Let $B$ be the vertex-edge incidence matrix of the oriented graph. This can be obtained with IncidenceMatrix.

Let $v=(v_1, \dots, v_n)$ be the vector of voltages at each node, $j=(j_1, \dots, j_m)$ the vector of currents through each edge, and $c = (c_1, \dots, c_m)$ the conductance of each resistor.

Let us put a voltage between nodes $s$ and $t$.

Kirchoff's current law tells us that the sum of currents is zero at each node except $s$ and $t$ where it is some $i$ and $-i$ respectively. In matrix notation, the sum of currents at each node is $Bj$.

Ohm's law tells us that $j = c (B^T v)$.

Putting the two together we get the sum of currents at each node as $B C B^T v$ where $C$ is a diagonal matrix obtained from $c$.

Now in Mathematica,

edges = {
   1 -> 2,
   1 -> 2,
   1 -> 3,
   2 -> 4,
   4 -> 3,
   5 -> 6,
   6 -> 4,
   5 -> 1
   };

SeedRandom[42];
conductances = RandomReal[{0.1, 1}, Length[edges]]

g = Graph[edges]

b = IncidenceMatrix[g]

c = DiagonalMatrix@SparseArray[conductances]

s = 1; t = 6; (* index of sink and source node *)
totalCurrent = 1 (* total current from s to t *)

Now we can get the voltages at each node.

voltages = 
 LinearSolve[
   b.c.Transpose[b],
   ReplacePart[
     ConstantArray[0, VertexCount[g]],
     {s -> -totalCurrent, t -> totalCurrent}
   ]
 ]

This system is underdetermined (corresponding to the fact that there's no reference for the voltages and only voltage differences make sense), but luckily Mathematica is smart enough to deal with that.
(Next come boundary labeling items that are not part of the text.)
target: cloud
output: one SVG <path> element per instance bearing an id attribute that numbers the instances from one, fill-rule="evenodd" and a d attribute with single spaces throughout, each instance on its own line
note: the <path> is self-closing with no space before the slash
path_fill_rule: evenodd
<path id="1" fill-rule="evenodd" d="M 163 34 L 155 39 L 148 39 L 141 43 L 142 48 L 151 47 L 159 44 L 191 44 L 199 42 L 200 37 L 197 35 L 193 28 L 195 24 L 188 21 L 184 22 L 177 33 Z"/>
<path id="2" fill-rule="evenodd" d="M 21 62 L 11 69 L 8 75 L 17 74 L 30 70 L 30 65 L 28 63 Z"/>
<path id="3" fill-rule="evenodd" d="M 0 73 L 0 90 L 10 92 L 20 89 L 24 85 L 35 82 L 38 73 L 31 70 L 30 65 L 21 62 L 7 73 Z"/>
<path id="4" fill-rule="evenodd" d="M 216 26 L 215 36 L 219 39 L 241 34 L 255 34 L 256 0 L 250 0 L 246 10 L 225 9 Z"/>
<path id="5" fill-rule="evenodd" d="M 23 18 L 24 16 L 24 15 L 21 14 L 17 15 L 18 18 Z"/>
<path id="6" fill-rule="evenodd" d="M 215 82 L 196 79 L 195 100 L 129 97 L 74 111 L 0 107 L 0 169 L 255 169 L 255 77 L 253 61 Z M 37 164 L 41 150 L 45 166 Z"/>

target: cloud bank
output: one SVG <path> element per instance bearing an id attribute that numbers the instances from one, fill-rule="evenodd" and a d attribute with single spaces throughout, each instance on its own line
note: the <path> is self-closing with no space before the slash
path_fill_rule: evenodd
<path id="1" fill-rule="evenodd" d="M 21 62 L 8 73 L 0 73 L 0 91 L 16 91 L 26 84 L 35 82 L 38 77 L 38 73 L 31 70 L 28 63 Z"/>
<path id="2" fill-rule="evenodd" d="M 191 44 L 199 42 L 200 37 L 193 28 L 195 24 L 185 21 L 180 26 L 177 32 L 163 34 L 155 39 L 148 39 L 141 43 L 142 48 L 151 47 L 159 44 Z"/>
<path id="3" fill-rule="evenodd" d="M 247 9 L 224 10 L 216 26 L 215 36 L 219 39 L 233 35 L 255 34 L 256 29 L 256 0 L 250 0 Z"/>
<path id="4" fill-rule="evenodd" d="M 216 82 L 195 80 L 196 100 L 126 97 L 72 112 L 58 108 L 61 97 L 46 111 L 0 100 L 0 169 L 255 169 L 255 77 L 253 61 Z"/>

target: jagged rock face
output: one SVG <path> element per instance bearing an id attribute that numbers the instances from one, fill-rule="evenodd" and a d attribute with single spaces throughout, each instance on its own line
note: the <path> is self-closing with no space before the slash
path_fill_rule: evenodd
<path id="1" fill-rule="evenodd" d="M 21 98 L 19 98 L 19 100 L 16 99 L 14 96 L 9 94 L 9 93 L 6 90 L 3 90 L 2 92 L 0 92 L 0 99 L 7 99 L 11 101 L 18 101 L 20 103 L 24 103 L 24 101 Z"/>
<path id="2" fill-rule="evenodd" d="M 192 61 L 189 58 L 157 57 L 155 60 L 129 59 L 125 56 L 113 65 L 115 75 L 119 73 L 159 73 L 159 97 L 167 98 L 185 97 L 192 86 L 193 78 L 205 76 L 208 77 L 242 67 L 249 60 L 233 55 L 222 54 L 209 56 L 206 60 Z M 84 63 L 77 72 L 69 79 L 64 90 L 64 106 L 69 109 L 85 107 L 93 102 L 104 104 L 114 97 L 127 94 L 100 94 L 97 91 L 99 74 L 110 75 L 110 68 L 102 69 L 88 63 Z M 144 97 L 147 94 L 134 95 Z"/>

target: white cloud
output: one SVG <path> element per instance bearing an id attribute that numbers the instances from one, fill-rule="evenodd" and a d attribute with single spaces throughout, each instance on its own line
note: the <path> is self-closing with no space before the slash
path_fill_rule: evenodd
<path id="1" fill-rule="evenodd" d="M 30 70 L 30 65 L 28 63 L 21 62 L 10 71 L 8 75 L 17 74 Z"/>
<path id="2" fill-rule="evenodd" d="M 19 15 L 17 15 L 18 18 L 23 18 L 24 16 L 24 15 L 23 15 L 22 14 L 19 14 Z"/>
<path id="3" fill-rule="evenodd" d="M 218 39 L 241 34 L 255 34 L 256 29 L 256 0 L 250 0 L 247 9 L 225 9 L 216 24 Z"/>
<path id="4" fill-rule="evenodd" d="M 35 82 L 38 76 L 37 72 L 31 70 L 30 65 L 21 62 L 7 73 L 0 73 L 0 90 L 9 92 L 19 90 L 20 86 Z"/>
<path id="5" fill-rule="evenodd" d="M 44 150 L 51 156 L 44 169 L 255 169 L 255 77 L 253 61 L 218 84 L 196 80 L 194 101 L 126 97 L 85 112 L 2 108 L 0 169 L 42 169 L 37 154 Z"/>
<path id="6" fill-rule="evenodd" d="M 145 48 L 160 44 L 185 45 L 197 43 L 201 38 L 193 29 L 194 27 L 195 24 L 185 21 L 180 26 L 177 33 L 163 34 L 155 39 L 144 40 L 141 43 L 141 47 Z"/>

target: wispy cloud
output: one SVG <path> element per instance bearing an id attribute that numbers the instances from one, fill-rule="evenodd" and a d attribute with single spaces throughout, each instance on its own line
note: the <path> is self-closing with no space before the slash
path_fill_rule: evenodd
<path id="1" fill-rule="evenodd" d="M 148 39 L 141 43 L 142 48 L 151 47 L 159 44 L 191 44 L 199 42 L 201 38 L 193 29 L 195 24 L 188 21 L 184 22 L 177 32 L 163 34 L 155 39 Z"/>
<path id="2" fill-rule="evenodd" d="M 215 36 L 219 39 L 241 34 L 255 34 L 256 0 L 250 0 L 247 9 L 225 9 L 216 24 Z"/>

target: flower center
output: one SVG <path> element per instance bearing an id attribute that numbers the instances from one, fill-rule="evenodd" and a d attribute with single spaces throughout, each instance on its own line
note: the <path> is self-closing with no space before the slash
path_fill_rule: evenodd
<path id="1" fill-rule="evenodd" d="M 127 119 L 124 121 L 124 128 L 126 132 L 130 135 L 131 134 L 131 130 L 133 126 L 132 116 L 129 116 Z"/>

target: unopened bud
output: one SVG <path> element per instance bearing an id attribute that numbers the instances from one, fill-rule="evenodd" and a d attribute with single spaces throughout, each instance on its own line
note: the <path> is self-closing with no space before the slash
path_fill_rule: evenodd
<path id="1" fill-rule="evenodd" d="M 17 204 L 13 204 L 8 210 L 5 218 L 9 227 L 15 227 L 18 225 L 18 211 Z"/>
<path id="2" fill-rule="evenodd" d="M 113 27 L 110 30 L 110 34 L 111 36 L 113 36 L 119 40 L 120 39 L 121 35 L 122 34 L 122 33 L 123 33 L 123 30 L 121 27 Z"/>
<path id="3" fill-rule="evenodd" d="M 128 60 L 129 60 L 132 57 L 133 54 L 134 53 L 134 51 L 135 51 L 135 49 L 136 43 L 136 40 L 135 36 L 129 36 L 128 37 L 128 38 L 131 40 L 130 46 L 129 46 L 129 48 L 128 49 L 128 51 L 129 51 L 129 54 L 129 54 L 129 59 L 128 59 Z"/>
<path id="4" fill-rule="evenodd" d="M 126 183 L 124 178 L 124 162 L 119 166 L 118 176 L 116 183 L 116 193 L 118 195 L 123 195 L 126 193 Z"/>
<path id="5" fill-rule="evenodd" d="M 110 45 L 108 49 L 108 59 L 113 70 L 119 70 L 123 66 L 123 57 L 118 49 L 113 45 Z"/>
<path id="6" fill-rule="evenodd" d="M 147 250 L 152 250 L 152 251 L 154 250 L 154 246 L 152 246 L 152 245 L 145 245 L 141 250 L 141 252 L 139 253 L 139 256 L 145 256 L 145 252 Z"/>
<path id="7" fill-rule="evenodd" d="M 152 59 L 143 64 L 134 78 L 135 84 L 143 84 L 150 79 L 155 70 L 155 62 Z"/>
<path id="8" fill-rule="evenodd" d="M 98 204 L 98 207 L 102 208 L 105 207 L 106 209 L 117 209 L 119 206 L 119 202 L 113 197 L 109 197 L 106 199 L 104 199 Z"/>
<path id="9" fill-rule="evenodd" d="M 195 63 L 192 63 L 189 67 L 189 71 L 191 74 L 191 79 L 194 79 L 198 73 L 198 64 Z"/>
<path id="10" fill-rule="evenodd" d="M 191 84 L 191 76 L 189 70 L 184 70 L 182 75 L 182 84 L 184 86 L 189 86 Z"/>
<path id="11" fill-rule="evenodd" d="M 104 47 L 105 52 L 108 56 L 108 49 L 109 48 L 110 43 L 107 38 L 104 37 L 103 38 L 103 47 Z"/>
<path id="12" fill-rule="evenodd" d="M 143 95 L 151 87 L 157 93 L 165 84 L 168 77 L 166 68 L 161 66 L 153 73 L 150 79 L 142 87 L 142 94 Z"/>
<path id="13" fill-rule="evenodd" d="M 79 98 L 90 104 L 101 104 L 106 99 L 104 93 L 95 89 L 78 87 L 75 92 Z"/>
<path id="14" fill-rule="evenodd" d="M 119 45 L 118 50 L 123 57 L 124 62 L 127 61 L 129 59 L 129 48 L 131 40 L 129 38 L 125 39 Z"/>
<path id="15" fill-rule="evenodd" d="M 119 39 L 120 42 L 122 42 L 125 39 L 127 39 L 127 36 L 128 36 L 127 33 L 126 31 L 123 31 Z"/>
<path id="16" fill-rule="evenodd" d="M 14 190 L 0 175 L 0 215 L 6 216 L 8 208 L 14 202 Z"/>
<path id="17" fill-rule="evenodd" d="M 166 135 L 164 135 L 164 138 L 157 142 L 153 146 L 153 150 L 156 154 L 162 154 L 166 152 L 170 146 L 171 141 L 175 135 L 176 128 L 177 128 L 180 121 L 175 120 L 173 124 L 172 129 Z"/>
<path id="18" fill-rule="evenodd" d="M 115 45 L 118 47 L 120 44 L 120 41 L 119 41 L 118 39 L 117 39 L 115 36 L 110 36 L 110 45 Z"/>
Get the current through each edge:

currents = conductances (voltages.b)

Get the effective resistance between s and t:

effectiveResistance = (voltages[[t]] - voltages[[s]])/current

---

Unfortunately, Mathematica is not capable of styling parallel edges differently. Below I'll use a simple graph (no multi-edges) to illustrate how to visualize the result.

Let this be our graph:

ug = Graph[GraphData["GreatRhombicuboctahedralGraph"], 
   GraphStyle -> "BasicBlack", VertexSize -> 0.5];

We orient edges in an arbitrary way:

g = DirectedGraph[ug, "Acyclic"]

Then use the above code, but set the same conductance for all edges,

conductances = N@ConstantArray[1, EdgeCount[g]];

and choose

s = 1; t = 12;

Visualize voltages:

Graph[
 ug,
 VertexStyle -> 
    Thread[VertexList[ug] -> ColorData["Rainbow"] /@ Rescale[voltages]],
 VertexSize -> {s -> 1, t -> 1}
]

Visualize current magnitudes though each edge:

Graph[ug,
 EdgeStyle -> Prepend[
   Thread[EdgeList[ug] -> (ColorData["Rainbow"] /@ Rescale@Abs[currents])],
   Thickness[0.02]],
 VertexSize -> {s -> 1, t -> 1}
]